京都では伝説となったコント劇団「ベトナムからの笑い声(以下ベトナム)」の作家・演出家の黒川猛と、制作の丸井重樹が、黒川の一人コントを上演する企画として立ち上げた「THE GO AND MO’ S」(以下GOMO)。2012年から年数回ペースで公演を行い、次回作『和義の嫁』で第30回公演を迎える。その記念すべき公演は東京で行うなど、最近はあえて本拠地・京都以外の都市で本公演を打つという、珍しいスタンスを取るGOMO。その真意や30回目への思い、そして「現代アート的」とも言われた笑いの変化について、黒川と丸井に話を聞いた。

まず、第30回公演を迎えようとする今の気分は「ベトナムが29回(で活動休止)だったんで、30回は僕の目標でした」(黒川)「僕は30回もやるとは思ってなかったです(笑)」(丸井)と、キレイに意見がわかれた二人。現代アートのように、理解できる人は大笑いできても、そうでないと「?」となるネタから、子どもも一緒に大喜びできるベタ中のベタなネタまで、多種多彩なコントを披露してきた。

【動画】THE GO AND MO'S Trailer 2020年10月
丸井 初期の頃と比べると、割と形態が変わってきています。活動のやり方も、作品の方向性も、すごく紆余曲折。一人芝居のユニットだから、ここまで柔軟にできたんでしょうね。
黒川 ゲストを呼ぶ回もあったり、昔みたいに「わかる人だけ笑って」みたいなネタばっかりじゃなくなったり。それは僕がだいぶ柔らかくなって、我を張らんようになっただけじゃなく、(番外公演の)『黒川の笑』シリーズや『黒川寄席』を始めてから、意識的に変えた所もあります。

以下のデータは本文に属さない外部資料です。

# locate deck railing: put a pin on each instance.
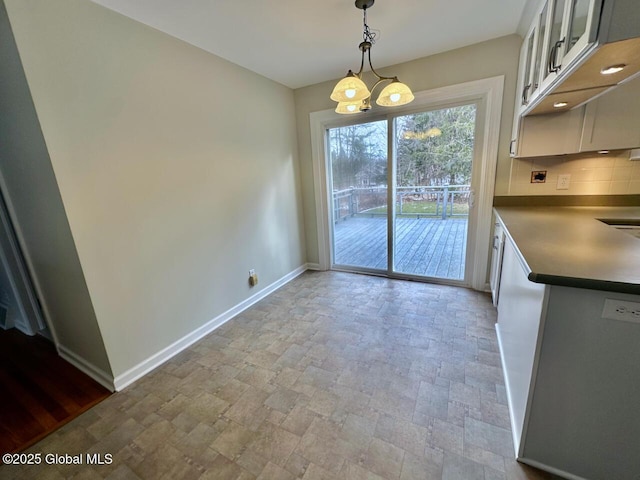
(421, 201)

発想やひらめきでパッと作るだけじゃなくて、漫談や落語みたいな“芸”になるよう磨く方向に、自分からシフトチェンジをしたんです。
丸井 それでも「黒川」という軸が一人いれば、根本的にブレることはないというか、あとはブレまくっても大丈夫という感じで進んでますね。
黒川 たくさん人を集めてやる時は、昔のようなとがった笑いを出せると思うんですけど、GOMOみたいに一人でやってると、それだけでは戦えないんですよね。でもその部分は、どっかに何か置いておきたいなあとは思っています。
コント『体操のお兄さん~finale』より。
『和義の嫁』で上演する8作品は、すべて既成のもの。小学生男子が作詞したような歌が脳内リピート必至な『体操のお兄さん』や、芥川龍之介の小説を現代落語にした『蜘蛛の糸』、今年5月に行った『妄想コント』内でも取り上げた『床』など、過去に上演して好評だったコントを選りすぐった内容となっている。

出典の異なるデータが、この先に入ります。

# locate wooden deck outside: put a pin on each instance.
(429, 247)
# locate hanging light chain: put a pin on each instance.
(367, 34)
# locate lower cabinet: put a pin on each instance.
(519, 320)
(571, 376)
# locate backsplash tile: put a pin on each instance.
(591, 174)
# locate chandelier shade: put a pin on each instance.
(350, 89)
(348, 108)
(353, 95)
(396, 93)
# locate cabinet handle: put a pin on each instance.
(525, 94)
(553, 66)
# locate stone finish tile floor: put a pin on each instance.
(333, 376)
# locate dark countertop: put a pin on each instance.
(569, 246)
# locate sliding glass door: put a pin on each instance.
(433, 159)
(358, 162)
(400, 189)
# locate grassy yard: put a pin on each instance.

黒川 今回はベスト盤みたいな感じですね。『床』は、東京でオリンピックが開催されて、体操で日本人選手が金メダル取ってたら、盛り上がったネタだと思うんですけど(笑)。
丸井 漫談『斎藤紋之丞』は一番演劇に近いと思います。動かないけど、しゃべりだけで想像させていくというネタなんで。話の中身はシュールだけど、ネタとしては割とオーソドックスかなあと思います。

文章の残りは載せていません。